This is the mail archive of the guile@cygnus.com mailing list for the guile project.


Index Nav: [Date Index] [Subject Index] [Author Index] [Thread Index]
Message Nav: [Date Prev] [Date Next] [Thread Prev] [Thread Next]

Re: Japanese and Unicode


> There are a lot of languages which are not yet
> representable.  Among them are several Asian languages which might
> again occupy a lot of room (I don't know this for sure).
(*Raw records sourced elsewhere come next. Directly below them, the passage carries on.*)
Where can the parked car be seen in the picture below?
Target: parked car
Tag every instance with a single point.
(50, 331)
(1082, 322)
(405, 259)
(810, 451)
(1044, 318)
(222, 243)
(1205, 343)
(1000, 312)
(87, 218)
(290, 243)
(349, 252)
Almost half of the "General Scripts" area is still unassigned,
so there is quite a bit of room for (non-ideographic) scripts
(at least 3000 characters).

> Well, applications certainly could handle this.  But you must see that
> if surrogates are possible in the "wide strings" these are not anymore
> wide strings and all the string handling functions must be changed to
> handle surrogates.

Not necessarily.  String handling functions can treat surrogates as
regular uninterpreted characters, just the way they treat accents
as uninterpreted characters.

I.e. I'm proposing that string handling routines should not treat
either surrogates or accents specially, but treat them as plain
characters.  This includes the standard string-handling functions
of Scheme, Lisp, Java, and C/C++.  Instead, they should leave the
job to higher-level software, which may need to handle ligatures,
accents, language, hyphenation, surrogates, font substitution, etc, etc.
(Also software that translates from Unicode to some other encoding
cannot in general look at individual characters in isolation.
They too may have to consider multiple Unicode characters as a unit.)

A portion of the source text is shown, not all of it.